Oscar Tarihinde En Çok Aday Gösterilen 15 Film
Oscar Tarihinde En Çok Aday Gösterilen 15 Film
Anonim

Altın Küre, Screen Actors Guild Awards ve Critics Choice Ödülleri'nin kendi seremonilerini tamamlamış olmasıyla ödül sezonu çok iyi başladı. Şimdi, tüm gözler Oscar olarak da bilinen çok saygın Akademi Ödüllerine çevrildi. Mayıs 1929'a kadar uzanan bu yıl, Akademi'nin 89. ödül törenine işaret ediyor, ancak hızla yüzüncü yıldönümüne yaklaşmasına rağmen, Oscar'lar her zamanki gibi etkili ve saygı görüyor.

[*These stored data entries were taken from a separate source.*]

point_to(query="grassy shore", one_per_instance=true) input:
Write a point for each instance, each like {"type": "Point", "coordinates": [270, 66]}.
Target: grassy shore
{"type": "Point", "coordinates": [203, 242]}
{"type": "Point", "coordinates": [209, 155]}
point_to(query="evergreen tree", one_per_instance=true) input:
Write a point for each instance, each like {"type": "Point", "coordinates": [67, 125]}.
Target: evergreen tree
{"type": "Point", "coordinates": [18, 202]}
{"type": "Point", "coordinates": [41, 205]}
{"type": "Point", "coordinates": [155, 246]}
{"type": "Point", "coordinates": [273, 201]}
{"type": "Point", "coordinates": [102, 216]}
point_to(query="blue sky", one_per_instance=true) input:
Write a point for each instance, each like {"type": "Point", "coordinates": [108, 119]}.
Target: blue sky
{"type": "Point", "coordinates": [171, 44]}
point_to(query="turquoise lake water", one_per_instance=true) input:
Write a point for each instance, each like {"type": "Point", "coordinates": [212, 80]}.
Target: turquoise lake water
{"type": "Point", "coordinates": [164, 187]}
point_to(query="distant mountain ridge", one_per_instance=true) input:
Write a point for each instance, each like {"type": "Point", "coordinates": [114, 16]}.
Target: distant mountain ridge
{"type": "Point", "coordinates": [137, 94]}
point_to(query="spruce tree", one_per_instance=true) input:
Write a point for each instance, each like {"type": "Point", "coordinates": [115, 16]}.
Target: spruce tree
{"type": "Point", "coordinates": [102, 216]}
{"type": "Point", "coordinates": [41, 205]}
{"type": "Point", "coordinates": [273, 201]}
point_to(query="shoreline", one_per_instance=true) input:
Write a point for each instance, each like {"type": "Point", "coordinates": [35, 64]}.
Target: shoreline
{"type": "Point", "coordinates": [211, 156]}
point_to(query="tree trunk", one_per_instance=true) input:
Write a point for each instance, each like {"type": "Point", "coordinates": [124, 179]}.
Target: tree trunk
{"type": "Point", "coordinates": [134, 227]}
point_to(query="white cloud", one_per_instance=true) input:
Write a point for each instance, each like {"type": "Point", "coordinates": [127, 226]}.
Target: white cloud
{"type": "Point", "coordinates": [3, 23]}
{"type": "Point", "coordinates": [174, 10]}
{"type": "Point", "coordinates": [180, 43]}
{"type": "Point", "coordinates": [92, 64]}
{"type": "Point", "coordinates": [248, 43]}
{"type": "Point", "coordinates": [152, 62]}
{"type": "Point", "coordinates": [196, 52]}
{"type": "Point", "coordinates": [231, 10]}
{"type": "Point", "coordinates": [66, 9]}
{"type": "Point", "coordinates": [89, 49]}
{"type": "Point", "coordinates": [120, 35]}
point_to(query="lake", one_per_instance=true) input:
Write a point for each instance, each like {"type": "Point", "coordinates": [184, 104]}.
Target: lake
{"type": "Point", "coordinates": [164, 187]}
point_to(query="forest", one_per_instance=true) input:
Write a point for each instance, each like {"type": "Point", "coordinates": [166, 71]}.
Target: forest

Geçtiğimiz yüzyılda, yüzlerce film, oyuncu, oyuncu, yapımcı, animatör, yapım tasarımcısı ve daha fazlası, film yapım endüstrisindeki olağanüstü başarıları ve başarılarından dolayı Akademi Ödülü'ne aday gösterildi. Elbette, insanlar altın bir heykel için kimin veya neyin aday gösterildiğine her zaman katılmazlar (aslında yılın en büyük küçümsemeleri çoğu zaman en büyük konuşma noktasıdır). Ancak aday olmak, sektördeki çoğu insanın asla elde edemeyeceği bir başarıdır.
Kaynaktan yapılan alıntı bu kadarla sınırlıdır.